Der Elefant im Raum

Im Bachelor-Entwerfen widmen wir uns über zwei Semester hinweg der Frage, wie
Architektur Konfliktfelder des Zusammenlebens sichtbar machen und transformieren kann.
Unter dem Arbeitstitel „Der Elefant im Raum” untersuchen wir Orte, Situationen und
Strukturen des gemeinsamen Lebens und projizieren sie auf Momente der Reibung und
des Missverstehens.


Ziel ist es, die Diskussion über ein radikales Miteinander in Gang zu setzen und
Architekturen zu entwickeln, die integrativ, divers und adaptierbar sind.
Wir gehen davon aus, dass Architektur über Kompromisse und räumliche Angebote die
Möglichkeit besitzt, das gemeinschaftliche Zusammenleben neu zu verhandeln.
Das Entwerfen wird dabei nicht nur als gestalterische Praxis verstanden, sondern als
Werkzeug, um soziale Spannungen produktiv zu machen und Orte der Teilhabe zu
schaffen.


Im ersten Semester entwickeln wir Entwürfe auf dem Grundstück des Innsbrucker
Flüchtlingsheimes in der Trientlgasse.
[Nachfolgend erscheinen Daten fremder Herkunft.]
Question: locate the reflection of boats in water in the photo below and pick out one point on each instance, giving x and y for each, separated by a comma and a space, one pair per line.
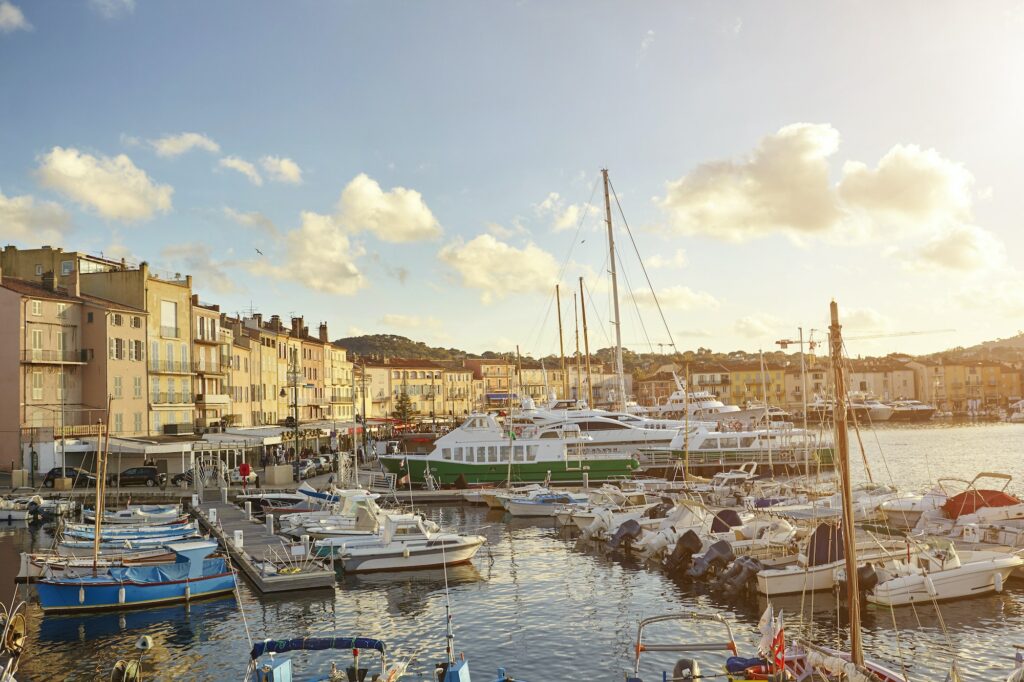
179, 623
Durch Analyse, Beobachtung und experimentelle
Eingriffe entstehen Szenarien, in denen Architektur das gemeinsame Leben vermittelt
und Formen des Miteinanders erprobt.


Im zweiten Semester folgt die Übertragung in die Praxis: Wir entwerfen, planen und
realisieren eine Landschaftsskulptur bzw. Freiraumgestaltung, die die Freiflächen
des Flüchtlingsheims dauerhaft bespielen und bereichern soll.
Der Elefant im Raum steht für das Offensichtliche, das dennoch verdrängt wird – jene
Konflikte, Spannungen oder Differenzen, die unausweichlich sind, aber selten offen
verhandelt werden.


In unserer Auseinandersetzung verstehen wir diesen Elefanten als Einladung, genau
hinzusehen, Reibungen sichtbar zu machen und sie durch Architektur zu transformieren.
Wir wollen Räume schaffen, in denen das Ungesagte seinen Platz bekommt.